Imaginem que têm uma macieira. Plantam a semente, regam anos e anos a fio. Esperam que a árvore dê fruto e depois esperam mais algum tempo que amadureça. Quando a maçã está no ponto, bem docinha, vocês pegam nela e deitam fora – para o baldinho de resíduos orgânicos, esperemos – e optam por uma maçã mais verdinha que decidem amadurecer fora da árvore (pensem nas mangas que vêm de barco e nas que vêm de avião).
Esqueçam Adão e Eva, o bíblico casal de nudistas enrolados com uma árvore, não é aí que quero chegar. Muito menos à “relação especial” de 15 anos que o tenista Novak Djokovic mantém com uma árvore de Melbourne, até porque parece tratar-se de uma figueira. A história da maçã que vos trago hoje é do Diabo, uma analogia para a forma como a sociedade encara a idade: a maçã é uma mulher (podia ser um homem, mas cada macaco na sua macieira) e vocês as empresas. Sei que prefeririam que a analogia fosse feita com peras, pelo aspeto físico da coisa, mas nas minhas analogias cabem todas a frutas, como manda a ética da inclusão, e não me apetece levar um banano do sindicato tutti-frutti.

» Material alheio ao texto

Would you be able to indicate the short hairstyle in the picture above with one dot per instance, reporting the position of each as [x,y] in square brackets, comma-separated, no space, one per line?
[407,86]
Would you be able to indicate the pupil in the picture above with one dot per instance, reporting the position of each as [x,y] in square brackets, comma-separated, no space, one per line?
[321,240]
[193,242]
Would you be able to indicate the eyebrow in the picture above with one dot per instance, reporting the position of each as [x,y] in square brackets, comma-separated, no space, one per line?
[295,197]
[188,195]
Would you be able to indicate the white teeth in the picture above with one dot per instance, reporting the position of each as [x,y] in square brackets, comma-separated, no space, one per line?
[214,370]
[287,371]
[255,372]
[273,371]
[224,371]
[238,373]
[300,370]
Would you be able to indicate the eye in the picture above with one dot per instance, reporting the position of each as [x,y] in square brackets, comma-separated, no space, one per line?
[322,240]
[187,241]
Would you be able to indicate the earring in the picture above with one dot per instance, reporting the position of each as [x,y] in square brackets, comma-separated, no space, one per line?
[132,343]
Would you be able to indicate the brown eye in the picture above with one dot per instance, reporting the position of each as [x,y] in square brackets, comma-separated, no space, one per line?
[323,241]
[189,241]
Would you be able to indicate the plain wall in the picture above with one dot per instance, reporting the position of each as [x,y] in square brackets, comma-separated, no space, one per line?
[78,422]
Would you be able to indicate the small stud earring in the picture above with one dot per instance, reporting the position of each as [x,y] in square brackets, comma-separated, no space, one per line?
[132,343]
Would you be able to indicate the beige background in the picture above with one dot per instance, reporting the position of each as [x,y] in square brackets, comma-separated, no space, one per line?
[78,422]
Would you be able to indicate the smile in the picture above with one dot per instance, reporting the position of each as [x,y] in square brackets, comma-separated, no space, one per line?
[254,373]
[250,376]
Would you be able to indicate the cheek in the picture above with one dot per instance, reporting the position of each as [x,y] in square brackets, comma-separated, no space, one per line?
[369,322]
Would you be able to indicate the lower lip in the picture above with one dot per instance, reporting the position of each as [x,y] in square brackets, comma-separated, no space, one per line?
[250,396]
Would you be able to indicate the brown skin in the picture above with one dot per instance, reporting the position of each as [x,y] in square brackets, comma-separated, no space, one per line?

Voltando à maçã madura – claramente uma mulher com mais de 50 –, não seria mais lógico que, ao estar finalmente docinha – e apesar de pontuais amarguras –, aproveitassem todo o seu sumo? Eu sei que estamos a falar de fruta, mas só me apetece dizer que é a lógica da batata. Aproveitar uma maçã sumarenta não quer dizer que não se continue a regar as verdinhas que permanecem na árvore – um dia elas também estarão no ponto. Claro que as maçãs não são todas iguais, na verdade nunca percebi a diferença entre uma maçã e um pero, só que tendo e encolher–me quando me oferecem este último.
Lembrei-me disto porque tenho 50 anos e pelos menos 17 até à reforma. (Quando tinha 20, também eu achava as maçãs maduras um bocadinho podres – desculpa, mãe!) Tenho amigas à procura de trabalho, cansadas de ouvir que são sobrequalificadas. A minha sogra costuma dizer que onde cabe muito cabe pouco (e também chama peros a todas as maçãs, indiscriminadamente) e isso aplica-se à sobrequalificação. Ou seja, se eu sei falar inglês e francês e candidatar-me a um cargo onde seja preciso falar em inglês, não será por falar outra língua que deixo de ser adequada. N’est-ce pas?
Uma amiga, jornalista, costuma dizer que se não encontrar emprego vai para a reposição noturna num supermercado. Mas temo que ela seja sobrequalificada para o trabalho. Estou a vê-la a entrevistar o azeite a propósito da inflação ou a cobrir uma manifestação de garrafas de vinagre a reivindicar o mesmo estatuto dos vizinhos azeiteiros. Se bem a conheço, vai entreter-se a editar as prateleiras e a pôr os artigos expostos na ordem. O azeite novamente todo inchado por manter a liderança virgem, o gin e o zimbro desaparecidos, sem nunca terem oportunidade de representar as respetivas categorias alfabéticas, e, na ressaca, a minha amiga emprateleirada para todo o sempre.
Nada contra as verdinhas, mas no outro dia ficou provado que talvez seja boa ideia continuar a apostar nas maduras. Um problema na empresa levou-nos a regressar a um programa informático antigo e adivinhem quem de repente era indispensável? Aqui a tiktoker do tempo da Bota Botilde (ou do Limão, que vai aqui melhor)… Toca a seguir a maçã docinha. Bravo! ‘Mofo’ é que não.